A month later, my sister came to visit me and we took a trip to Switzerland. We stayed in Zurich and also took a tour to the "Top of Europe" in the Swiss Alps. The train ride to the top took about 30-45 minutes. We also visited the Lindt Home of Chocolate Museum in Zurich, which was a dream come true for me being a chocolate lover. However, it was hard to stay in Switzerland for long due to the high cost of living. Switzerland is one of the most expensive countries in the world, and you can definitely feel it when trying to buy a $15 burger at Burger King

When we returned to Munich, the Christmas markets opened and I had the chance to explore the beautiful markets. A couple of weeks later, we had a snowfall, and being from Alabama, I rarely see snow. I took advantage of this opportunity and walked around the city to see all of the beautiful sights. I went to a really cool palace and took some awesome photos.

After that, I only had about a week left in Germany. I did everything that I knew I would miss, and ate my last Döner. My last day of work was a bit sad, as my boss got me some BMW merch to take home with me. However, I was excited to go home.

Upon arriving home, I quickly noticed some differences. Cars and large parking lots stood out to me, as I noticed them even before landing. Another difference was the customer service, which I found to be much friendlier in the US than in Germany.

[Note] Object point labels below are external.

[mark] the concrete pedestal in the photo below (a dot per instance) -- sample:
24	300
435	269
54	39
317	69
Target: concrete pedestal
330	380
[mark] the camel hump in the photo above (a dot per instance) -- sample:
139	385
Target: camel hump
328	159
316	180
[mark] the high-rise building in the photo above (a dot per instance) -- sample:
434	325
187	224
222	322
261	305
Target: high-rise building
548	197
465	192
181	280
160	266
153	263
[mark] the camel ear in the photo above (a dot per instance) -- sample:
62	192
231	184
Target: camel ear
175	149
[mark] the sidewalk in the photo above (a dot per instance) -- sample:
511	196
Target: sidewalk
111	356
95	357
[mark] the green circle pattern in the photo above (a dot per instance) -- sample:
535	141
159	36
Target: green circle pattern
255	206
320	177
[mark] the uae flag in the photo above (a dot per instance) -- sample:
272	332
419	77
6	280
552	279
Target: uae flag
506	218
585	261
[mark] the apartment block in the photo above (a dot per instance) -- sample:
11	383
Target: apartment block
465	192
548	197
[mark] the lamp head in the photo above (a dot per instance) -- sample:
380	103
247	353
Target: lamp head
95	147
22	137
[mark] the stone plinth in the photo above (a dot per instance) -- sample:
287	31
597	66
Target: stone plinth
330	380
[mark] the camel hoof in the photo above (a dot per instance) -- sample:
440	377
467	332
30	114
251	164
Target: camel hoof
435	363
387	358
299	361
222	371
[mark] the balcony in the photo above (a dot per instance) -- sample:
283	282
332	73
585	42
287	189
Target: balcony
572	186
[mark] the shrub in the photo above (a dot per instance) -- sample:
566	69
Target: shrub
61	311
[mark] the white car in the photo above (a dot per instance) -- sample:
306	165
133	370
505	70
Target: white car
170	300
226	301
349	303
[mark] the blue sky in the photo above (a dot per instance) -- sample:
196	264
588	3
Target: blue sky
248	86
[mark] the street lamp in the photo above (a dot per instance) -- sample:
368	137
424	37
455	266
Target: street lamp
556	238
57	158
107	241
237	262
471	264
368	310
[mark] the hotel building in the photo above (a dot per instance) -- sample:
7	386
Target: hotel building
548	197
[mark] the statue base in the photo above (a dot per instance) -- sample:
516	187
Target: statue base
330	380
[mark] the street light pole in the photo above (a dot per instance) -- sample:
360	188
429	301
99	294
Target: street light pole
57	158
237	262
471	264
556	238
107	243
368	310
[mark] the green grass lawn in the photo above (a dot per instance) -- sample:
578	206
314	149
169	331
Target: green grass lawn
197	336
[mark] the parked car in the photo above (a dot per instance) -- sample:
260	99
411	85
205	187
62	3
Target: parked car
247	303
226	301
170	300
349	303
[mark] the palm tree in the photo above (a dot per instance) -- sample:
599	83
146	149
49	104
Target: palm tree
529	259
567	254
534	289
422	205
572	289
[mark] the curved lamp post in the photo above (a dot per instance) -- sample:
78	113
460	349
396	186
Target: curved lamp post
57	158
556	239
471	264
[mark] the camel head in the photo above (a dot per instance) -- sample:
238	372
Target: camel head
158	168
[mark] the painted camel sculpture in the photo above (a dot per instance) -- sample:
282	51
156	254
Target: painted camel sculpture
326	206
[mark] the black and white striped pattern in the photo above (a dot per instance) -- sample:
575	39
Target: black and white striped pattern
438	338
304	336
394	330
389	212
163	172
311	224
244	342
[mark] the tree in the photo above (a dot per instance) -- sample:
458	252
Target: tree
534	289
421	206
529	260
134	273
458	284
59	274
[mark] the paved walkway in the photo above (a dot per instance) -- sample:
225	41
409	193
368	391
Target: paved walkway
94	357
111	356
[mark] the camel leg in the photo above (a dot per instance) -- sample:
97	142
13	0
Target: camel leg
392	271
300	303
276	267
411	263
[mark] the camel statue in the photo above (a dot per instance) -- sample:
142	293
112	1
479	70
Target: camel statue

When I finally got to Birmingham, my family was waiting for me at the airport. But I was more excited to see my dog.

Overall, I have to say that the transition was smoother than I had expected. It was like riding a bike, everything felt natural even though it had been a long time since I lived in the US. I was expecting a bigger reverse culture shock. At the end of the day, the biggest difference between Germany and the US, in my opinion, is population density and language. But even then, most Germans can speak very good English.

I am very happy with my trip, even though it was challenging at times. I learned much more than I thought I would and I am looking forward to returning to Germany at some point in the future.